According to the data provided by the electoral authorities (Central Electoral Commission), there are 3 285 894 people in the State Register of Voters, out of whom 2 818 228 are voting citizens. The voter turnout was 41.68% at the national level, therefore the local elections were validated.

Local elections’ results

In the first round, 518 mayors were elected in Moldovan localities: 191 mayors from the Democratic Party, 124 represent the Socialist Party, while the political bloc ACUM has 82 mayors. The Liberal Democrat Party has 26 mayors, the “Șor” Political Party -13, while “Our Party” is represented by 10 mayors. 4 elected mayors are from the Communist Party, 2 represent the Party of National Unity, whereas the Romanian Popular Party and the Liberal Party are represented by one mayor each. At the same time, 64 elected mayors were running as independent candidates.

Such big cities as Bălți (Renato Usatîi, the candidate of “Our Party”), Cahul (the independent candidate Nicolae Dandiș) and Orhei (the candidate of “Șor” Political Party Pavel Verejan) already elected their mayors.

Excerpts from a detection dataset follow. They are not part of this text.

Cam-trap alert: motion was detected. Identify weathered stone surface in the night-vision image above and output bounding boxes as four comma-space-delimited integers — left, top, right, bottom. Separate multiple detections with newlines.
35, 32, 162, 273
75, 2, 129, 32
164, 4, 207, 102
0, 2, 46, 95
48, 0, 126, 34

As mayors shall be elected with 50% plus one vote, some of the candidates didn’t manage to cross the threshold. Therefore, the second round of elections will be organised in 380 localities (including in Chișinău) on November 3rd.

The candidate of the Socialist Party Ion Ceban, who has accumulated 40.19% of the votes, and the candidate of ACUM Andrei Năstase, who was elected by 31.08% of voters will be running in the second round.

It is interesting to note that the elections results in Chișinău follow the same pattern as in June last year, when the same two candidates run for mayor of the capital city, obtaining almost the same results in the first round.

More about the local elections’ results here.

Snap parliamentary elections’ results

In parallel with local elections, snap parliamentary elections were held for 4 single-seat constituencies, after Andrei Năstase, Maia Sandu, Viorel Melnic and Vladimir Plahotniuc gave up their parliamentary mandates.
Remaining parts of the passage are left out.